I remember one Christmas season as a teenager listening to my pastor (a strict fundamentalist) spend an entire 20+ minute sermon "proving" the possibility in nature of a "virgin birth." He kept using the word "parthenogenesis" to tell us what it was. Aside from being extremely boring, it seemed to be a useless exercise in futility.
To "prove" that God became a man in a woman's womb by referring to some process that occurs mainly among lower plants and invertebrate animals seemed then - and even more so now - as an insult to the very mystery of the ways of God and to the uniqueness of Jesus. It is beyond explanation, above logic, so far outside the box of what is "normal" that the box and words of description pale.
All I can do in this last week before Christmas is to ponder.

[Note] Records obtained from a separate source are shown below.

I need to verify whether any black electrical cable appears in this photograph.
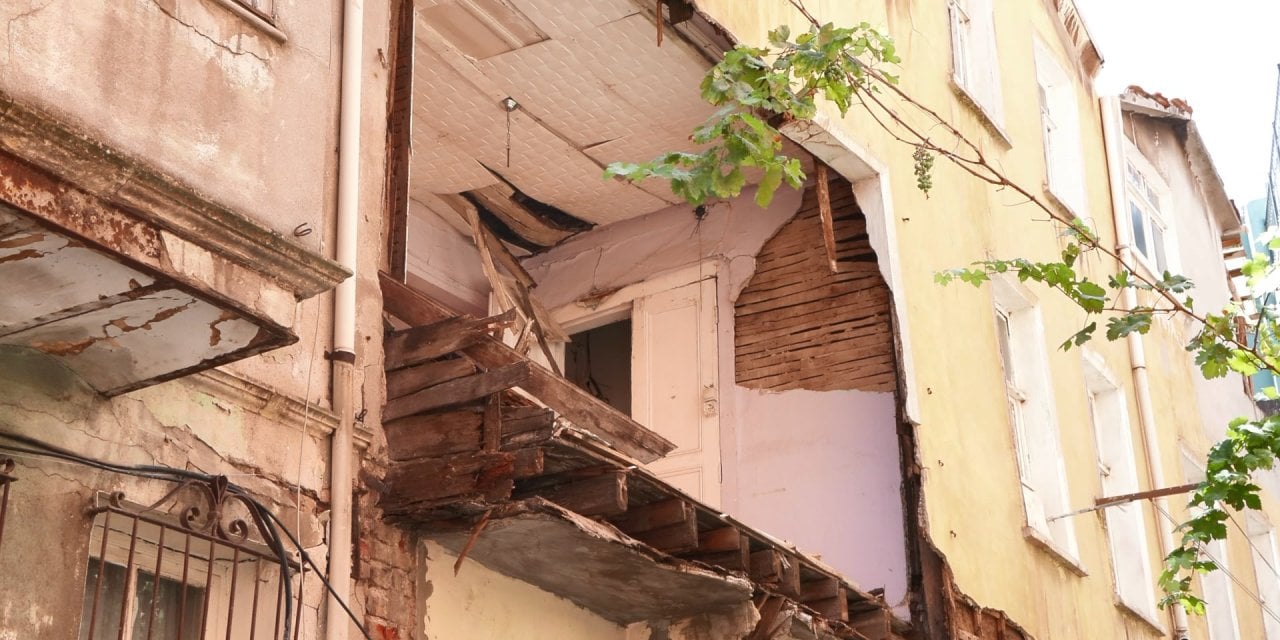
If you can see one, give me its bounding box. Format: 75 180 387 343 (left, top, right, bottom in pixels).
0 433 372 640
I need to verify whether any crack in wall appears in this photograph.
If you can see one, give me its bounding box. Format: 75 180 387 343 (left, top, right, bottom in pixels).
151 0 268 64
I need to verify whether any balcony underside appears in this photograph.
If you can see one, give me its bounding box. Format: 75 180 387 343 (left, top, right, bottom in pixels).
380 279 905 639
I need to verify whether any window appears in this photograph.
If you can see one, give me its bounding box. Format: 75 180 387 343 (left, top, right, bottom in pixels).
1084 352 1158 622
1245 513 1280 640
1034 40 1087 218
993 280 1075 564
1125 143 1176 275
948 0 1005 125
563 317 631 415
79 558 205 640
78 481 298 640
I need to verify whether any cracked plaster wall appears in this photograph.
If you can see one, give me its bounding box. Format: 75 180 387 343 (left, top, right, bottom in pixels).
0 347 328 640
0 0 389 409
417 541 759 640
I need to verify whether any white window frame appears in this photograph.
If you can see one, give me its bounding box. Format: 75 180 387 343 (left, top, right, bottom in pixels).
1124 138 1179 278
1082 349 1162 628
1033 37 1088 218
1183 448 1240 640
992 278 1084 575
81 513 279 637
947 0 1005 128
1244 512 1280 640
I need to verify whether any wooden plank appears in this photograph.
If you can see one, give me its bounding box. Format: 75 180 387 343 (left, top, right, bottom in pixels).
623 517 698 554
749 549 782 585
383 311 516 370
804 586 849 622
800 576 844 604
380 272 676 462
778 553 800 599
849 609 893 640
681 548 751 572
383 361 534 420
378 271 458 325
511 447 547 480
467 183 573 247
815 163 840 273
480 393 502 451
612 498 698 532
462 339 676 462
439 193 538 289
387 358 476 399
383 410 481 461
381 452 515 511
698 526 750 553
530 471 627 516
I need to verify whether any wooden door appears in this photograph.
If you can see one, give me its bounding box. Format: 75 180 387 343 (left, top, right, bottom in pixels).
631 278 721 507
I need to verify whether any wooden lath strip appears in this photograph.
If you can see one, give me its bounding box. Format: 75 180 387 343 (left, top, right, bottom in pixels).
814 159 840 274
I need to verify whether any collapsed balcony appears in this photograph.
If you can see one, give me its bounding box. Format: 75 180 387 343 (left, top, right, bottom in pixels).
380 276 909 640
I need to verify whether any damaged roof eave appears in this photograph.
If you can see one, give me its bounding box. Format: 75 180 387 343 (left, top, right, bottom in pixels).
429 498 754 625
1120 87 1242 233
0 90 351 300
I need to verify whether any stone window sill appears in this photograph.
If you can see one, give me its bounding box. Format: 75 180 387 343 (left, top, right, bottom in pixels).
210 0 288 44
1023 526 1089 577
1116 596 1165 636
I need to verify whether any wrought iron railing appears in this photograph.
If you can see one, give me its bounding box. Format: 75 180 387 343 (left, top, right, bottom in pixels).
79 477 302 640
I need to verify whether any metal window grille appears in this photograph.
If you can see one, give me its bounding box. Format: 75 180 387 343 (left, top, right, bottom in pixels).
79 479 302 640
0 458 18 549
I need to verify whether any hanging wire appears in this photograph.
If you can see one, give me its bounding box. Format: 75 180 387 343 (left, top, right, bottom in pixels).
0 433 374 640
1151 502 1280 622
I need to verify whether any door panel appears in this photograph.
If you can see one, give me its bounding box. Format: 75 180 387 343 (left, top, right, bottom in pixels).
631 279 721 506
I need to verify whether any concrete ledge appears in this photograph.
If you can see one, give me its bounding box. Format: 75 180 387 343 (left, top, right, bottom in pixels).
0 86 351 300
428 498 754 625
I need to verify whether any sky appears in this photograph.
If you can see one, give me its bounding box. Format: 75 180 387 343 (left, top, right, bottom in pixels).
1075 0 1280 207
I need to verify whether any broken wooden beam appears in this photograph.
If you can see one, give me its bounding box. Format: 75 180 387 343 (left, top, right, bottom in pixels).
682 526 751 572
383 361 535 420
521 471 627 516
462 339 676 462
611 498 696 539
627 518 698 556
383 408 483 461
814 160 840 273
383 311 516 370
381 452 516 513
383 407 554 461
749 549 783 589
800 576 849 622
387 358 476 399
849 608 895 640
511 447 547 480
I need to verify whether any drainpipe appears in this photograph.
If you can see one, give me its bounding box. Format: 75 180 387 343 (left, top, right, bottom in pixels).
1101 97 1190 640
325 0 365 640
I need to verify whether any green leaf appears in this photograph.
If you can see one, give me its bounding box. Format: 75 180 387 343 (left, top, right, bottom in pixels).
755 164 782 209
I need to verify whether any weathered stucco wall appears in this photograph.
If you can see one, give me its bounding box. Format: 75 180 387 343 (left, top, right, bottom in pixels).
1124 114 1280 637
698 0 1182 639
0 0 342 243
0 348 328 640
726 387 908 614
419 543 630 640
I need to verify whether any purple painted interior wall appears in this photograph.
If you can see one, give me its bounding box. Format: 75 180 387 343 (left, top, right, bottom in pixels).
724 387 908 605
525 189 906 605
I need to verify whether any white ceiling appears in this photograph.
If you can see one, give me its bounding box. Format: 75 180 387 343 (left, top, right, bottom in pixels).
410 0 712 224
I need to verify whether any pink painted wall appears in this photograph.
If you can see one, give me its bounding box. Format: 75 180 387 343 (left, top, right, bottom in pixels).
724 385 908 605
525 189 908 604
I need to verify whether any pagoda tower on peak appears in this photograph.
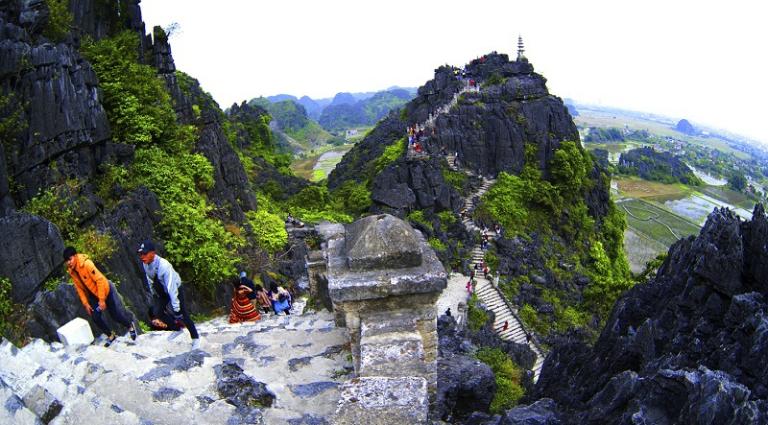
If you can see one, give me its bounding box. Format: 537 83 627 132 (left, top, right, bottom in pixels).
517 35 528 62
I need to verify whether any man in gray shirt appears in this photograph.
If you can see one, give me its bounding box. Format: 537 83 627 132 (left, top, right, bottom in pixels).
137 240 200 350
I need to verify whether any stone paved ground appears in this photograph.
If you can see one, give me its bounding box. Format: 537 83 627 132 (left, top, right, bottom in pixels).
435 273 469 320
0 302 352 425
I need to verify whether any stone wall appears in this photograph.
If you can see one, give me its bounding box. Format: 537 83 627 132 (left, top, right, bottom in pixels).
314 215 447 424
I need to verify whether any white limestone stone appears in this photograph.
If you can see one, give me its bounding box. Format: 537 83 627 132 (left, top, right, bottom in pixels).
56 317 93 346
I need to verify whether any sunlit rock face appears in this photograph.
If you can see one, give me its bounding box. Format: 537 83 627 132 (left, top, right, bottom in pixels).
317 214 447 424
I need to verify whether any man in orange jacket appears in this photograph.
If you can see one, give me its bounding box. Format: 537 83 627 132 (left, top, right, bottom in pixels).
64 246 136 347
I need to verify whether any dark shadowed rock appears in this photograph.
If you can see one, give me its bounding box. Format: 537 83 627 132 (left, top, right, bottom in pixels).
536 207 768 424
436 355 496 423
0 213 64 302
214 361 275 411
499 398 562 425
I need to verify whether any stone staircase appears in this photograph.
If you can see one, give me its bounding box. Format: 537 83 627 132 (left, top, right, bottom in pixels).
0 301 352 424
446 142 545 382
406 81 472 160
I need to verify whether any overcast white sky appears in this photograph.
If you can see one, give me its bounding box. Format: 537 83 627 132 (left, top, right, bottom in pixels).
141 0 768 142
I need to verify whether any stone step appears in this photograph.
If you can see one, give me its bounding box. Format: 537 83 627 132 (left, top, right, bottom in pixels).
0 341 142 424
0 379 43 425
25 342 234 424
330 377 429 425
360 331 430 377
360 310 418 338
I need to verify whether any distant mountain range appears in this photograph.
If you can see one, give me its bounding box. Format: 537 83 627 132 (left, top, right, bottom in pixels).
266 86 416 122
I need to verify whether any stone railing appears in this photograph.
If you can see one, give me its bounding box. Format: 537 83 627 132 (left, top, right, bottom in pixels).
308 215 447 425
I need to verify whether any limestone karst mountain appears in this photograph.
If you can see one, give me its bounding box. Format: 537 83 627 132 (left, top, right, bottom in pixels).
0 0 299 338
498 205 768 424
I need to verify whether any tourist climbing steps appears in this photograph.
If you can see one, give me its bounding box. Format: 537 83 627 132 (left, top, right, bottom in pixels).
0 300 352 425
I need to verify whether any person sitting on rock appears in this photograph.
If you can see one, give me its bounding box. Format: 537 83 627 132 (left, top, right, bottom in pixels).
63 246 136 347
235 271 259 309
253 284 272 313
229 278 261 323
269 283 291 315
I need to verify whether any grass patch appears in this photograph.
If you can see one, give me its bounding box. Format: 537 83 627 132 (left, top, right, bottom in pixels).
613 177 691 198
698 186 757 211
617 199 699 246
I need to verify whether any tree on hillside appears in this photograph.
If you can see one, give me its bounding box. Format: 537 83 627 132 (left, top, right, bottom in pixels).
728 173 747 192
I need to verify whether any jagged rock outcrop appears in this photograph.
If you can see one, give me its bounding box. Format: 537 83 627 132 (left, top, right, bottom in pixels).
510 205 768 424
0 17 109 203
69 0 144 43
150 27 256 222
371 158 464 216
619 147 701 185
406 53 579 176
0 213 64 303
227 101 309 200
0 0 256 339
434 316 496 423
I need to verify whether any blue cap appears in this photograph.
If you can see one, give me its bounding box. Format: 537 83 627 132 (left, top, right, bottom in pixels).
136 239 155 254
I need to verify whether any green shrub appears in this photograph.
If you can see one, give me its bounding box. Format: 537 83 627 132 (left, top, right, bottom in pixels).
0 276 27 345
22 188 79 243
43 0 73 42
373 137 406 176
246 209 288 254
406 210 434 233
81 31 176 145
72 226 117 264
133 147 244 291
331 180 372 217
437 211 456 229
427 238 448 252
475 347 525 414
584 241 633 319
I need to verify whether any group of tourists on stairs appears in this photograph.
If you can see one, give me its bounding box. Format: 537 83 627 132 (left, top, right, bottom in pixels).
229 271 293 323
63 235 303 350
63 240 200 350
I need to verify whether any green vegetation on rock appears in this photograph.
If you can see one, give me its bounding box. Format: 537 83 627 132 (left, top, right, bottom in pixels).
81 31 177 145
373 137 406 176
0 276 26 346
475 347 525 414
43 0 73 42
476 142 632 335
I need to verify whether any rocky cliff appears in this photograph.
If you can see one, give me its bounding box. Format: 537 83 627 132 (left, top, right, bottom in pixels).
485 205 768 424
0 0 267 338
406 53 579 176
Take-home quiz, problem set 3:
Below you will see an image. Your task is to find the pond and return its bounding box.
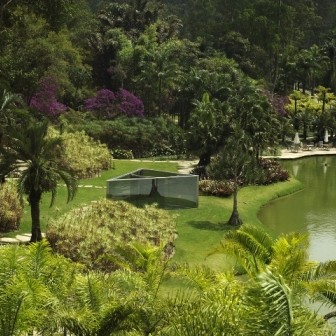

That wonderful word that Luke used to describe what Mary did with each new bit of imformation. Careful and thoughtful reflection and meditation on what it is I am again a witness to. Awe-filled wondering at what God has done and can do as I hear the words and watch again at the manger.
For nothing is impossible with God.
Let me end with quoting the first and fourth stanzas of Madeleine L'Engle's wonderful poem, The ordinary so extraordinary:
He came, quietly impossible,
Out of a young girl's womb,
A love as amazingly marvelous
As his bursting from the tomb.
He came, quietly impossible:
Nothing will ever be the same:
Jesus, the Light of every heart-
The God we know by Name.
--Madeleine L'Engle fromMiracle on 10th Street.